If a debt collector puts a lien on your house does that mean your mortgage co forecloses your house?
It does not follow. The lien of the debt collector comes after the mortgage loan. Which means that the debt collector still may not be able to collect any money.
If your name is not on the mortgage or deed are you responsible if the bank forecloses on your spouse's house?
Who is responsible for a mortgage if the owner dies before its paid off and the house is left to her son in a will?
Unsecured personal indebtedness is debt that is not secured against an asset. For example, a mortgage is a debt secured against an asset, being a house. If you fail to pay your mortgage, your house will be taken of you. An unsecured debt is that of a loan or credit card bill which is not backed up by an asset.

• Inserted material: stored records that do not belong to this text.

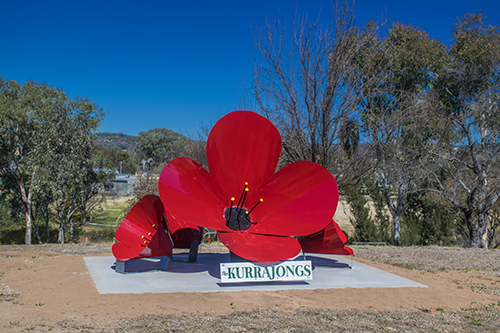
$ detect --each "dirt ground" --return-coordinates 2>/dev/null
[0,244,500,332]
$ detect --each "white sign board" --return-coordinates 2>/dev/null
[220,260,312,283]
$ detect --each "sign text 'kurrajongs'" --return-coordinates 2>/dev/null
[220,260,312,282]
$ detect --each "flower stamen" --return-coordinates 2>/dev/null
[224,182,264,231]
[236,182,248,207]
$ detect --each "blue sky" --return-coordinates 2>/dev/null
[0,0,500,136]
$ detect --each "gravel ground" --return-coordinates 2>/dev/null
[0,243,500,332]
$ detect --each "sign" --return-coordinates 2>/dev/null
[220,260,312,283]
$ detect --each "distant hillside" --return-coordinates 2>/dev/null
[94,132,137,152]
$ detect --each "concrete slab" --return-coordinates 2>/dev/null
[84,254,427,294]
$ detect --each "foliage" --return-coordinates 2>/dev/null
[0,224,58,245]
[94,146,137,174]
[428,14,500,248]
[247,1,377,188]
[94,132,138,153]
[401,192,460,246]
[138,128,188,167]
[80,227,116,243]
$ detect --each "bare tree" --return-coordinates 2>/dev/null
[430,14,500,248]
[357,22,446,246]
[248,1,376,186]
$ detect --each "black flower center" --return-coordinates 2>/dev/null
[224,183,264,231]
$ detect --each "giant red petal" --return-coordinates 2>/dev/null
[298,220,353,255]
[112,195,173,260]
[158,157,230,230]
[207,111,281,202]
[165,207,202,249]
[115,195,165,250]
[247,161,339,236]
[217,231,301,262]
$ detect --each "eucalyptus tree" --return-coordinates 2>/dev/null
[0,78,104,244]
[356,22,446,246]
[429,14,500,248]
[137,128,188,167]
[247,1,377,187]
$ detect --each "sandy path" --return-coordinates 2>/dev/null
[0,251,500,331]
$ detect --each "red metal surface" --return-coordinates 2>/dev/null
[217,231,300,262]
[248,161,339,236]
[159,111,338,262]
[207,111,281,198]
[112,195,173,261]
[165,207,203,249]
[298,220,353,255]
[158,157,229,230]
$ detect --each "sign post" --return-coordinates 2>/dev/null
[220,260,312,283]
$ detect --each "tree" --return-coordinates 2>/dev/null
[247,2,376,187]
[343,185,378,242]
[0,78,104,244]
[356,22,446,246]
[429,14,500,248]
[137,128,187,167]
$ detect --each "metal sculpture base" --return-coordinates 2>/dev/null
[115,256,170,274]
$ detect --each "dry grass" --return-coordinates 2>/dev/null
[0,243,500,332]
[354,246,500,277]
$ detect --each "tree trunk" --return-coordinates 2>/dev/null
[24,208,33,245]
[18,175,33,245]
[394,214,401,246]
[477,212,490,249]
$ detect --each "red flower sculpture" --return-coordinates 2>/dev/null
[298,220,353,256]
[112,195,173,261]
[159,111,338,262]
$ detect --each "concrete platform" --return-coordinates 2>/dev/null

Yes. The lien is simply a method by which a debt is secured. If the lien is on the house and the house is lost, the only thing the creditor loses is the security for the debt. The debt remains payable. If a person buys a house and borrows $100,000 to help pay for it, that person signs a promissory note to establish the debt and signs a mortgage to establish the bank's lien on…
Secured debt is debt backed or secured by collateral to reduce the risk associated with lending, such as a mortgage. If the borrower defaults on repayment, the bank seizes the house, sells it and uses the proceeds to pay back the debt. Assets backing debt or a debt instrument are considered security, which is why unsecured debt is considered a riskier investment find more about PMI services in Florida United Financial Counselors contact with us.
When a lender forecloses on a mortgage, the total debt owed by the borrower to the lender frequently exceeds the foreclosuresale price. The difference between the sale price and the total debt is called a "deficiency." Example. Say the total debt owed is $200,000, but the home only sells for $150,000 at the foreclosure sale. The deficiency is $50,000.